Salendo una scala in pietra grigia, sulla cui parete portante è esposta la tela di Giovanni Raggi con l'episodio La benedizione di Balaam (dipinta per la Cappella del Rosario nel 1767 e poi sostituita dalle tele ottocentesche), si giunge al primo piano. Complessivamente il piano nobile del palazzo è articolato in tre bracci disposti intorno alla scala centrale. Quest'articolazione ci aiuterà nella ricostruzione spaziale del percorso. Il primo braccio è costituito dalle sale I - II –III , aperte una nell'altra in sequenza e collocate davanti alla scala, formando un cannocchiale visivo per chi sale dallo scalone. Dall'elenco delle opere presenti citiamo soltanto i nomi degli artisti più noti: Antonio Marinoni, Gian Paolo Cavagna e Carlo Ceresa. Dalla sala II si accede poi al vano laterale (IV sala) dove è esposto il San Cristoforo di Jacopo Robusti (Tintoretto). Un secondo ramo del piano nobile ospita le successive tre sale (V- VI - VII), cui si accede percorrendo il corridoio a destra della scala. Queste ospitano il ricco patrimonio dell'arredo liturgico, rappresentato da calici, ostensori e croci. Il terzo braccio del museo è costituito da altri tre ambienti, disposti lungo il corridoio collocato dietro la scala centrale (VIII - IX/X) che ospitano i paramenti sacri e la pala di San Pietro Martire di Palma il Vecchio. Sulla scala che ricongiunge il piano con l’ingresso, in fondo al corridoio, si può ammirare la tela di Enrico Albricci con Giaele uccide Sisara , dipinta per la Cappella del Rosario nel 1767.

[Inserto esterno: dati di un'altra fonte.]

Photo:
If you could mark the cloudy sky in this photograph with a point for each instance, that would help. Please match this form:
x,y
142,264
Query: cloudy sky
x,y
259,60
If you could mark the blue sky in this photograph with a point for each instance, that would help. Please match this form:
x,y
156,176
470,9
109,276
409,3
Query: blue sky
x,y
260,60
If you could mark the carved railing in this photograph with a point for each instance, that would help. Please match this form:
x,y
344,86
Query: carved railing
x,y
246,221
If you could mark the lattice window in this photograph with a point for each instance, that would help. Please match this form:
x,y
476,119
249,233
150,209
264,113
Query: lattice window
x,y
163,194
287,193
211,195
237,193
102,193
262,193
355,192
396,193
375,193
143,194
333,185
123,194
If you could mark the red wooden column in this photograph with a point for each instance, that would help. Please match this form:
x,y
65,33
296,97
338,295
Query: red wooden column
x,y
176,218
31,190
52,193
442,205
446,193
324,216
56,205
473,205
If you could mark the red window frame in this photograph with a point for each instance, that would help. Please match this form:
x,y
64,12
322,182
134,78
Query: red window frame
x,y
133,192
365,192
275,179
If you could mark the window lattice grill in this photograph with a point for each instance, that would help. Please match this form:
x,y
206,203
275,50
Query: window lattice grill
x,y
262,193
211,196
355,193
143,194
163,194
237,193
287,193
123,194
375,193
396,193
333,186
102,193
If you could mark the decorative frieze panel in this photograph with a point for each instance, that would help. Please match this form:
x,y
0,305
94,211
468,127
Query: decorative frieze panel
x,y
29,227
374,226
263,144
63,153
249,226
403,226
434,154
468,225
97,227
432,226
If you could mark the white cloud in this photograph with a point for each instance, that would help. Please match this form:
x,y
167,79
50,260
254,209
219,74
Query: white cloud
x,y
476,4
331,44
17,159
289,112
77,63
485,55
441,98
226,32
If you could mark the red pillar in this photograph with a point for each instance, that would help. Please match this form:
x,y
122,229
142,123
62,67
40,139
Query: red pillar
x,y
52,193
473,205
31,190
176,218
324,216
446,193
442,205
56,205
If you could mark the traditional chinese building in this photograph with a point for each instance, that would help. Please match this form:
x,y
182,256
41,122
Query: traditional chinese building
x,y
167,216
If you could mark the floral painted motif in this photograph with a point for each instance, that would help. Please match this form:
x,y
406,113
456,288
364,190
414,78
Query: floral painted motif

Il piano secondo occupa il mezzanino del "Palazzo" ed è costituito da quattro sale: la sala XI, che ospita il Calvario di Simoni, proveniente dal monastero delle suore claustrali della Visitazione, che gentilmente ne hanno concesso la custodia alla Parrocchia; le sale XII e XIV dedicate alle famiglie dei Fantoni e dei Caniana; la sala XIII , un vano aperto, che ospita una postazione informatica da cui si può accedere al sito del museo. Sono le ultime sale restaurate ed allestite per essere dedicate esclusivamente alle due famiglie di scultori ed ebanisti-architetti che hanno dato lustro al cantiere di Alzano Lombardo: i Fantoni ed i Caniana. Questi sono ricordati con opere rappresentative della loro intera attività, cominciando dalle copie dei medaglioni del pulpito[1], opera di Andrea Fantoni, per arrivare ai progetti di Giovan Battista Caniana per la seconda Sagrestia. Particolarmente suggestivo è poi il Calvario della sala XI, opera singolare del Settecento, un vero e proprio “Monte sacro”, realizzato seguendo la vena popolare delle sacre rappresentazioni, tipiche delle regioni settentrionali d’Italia.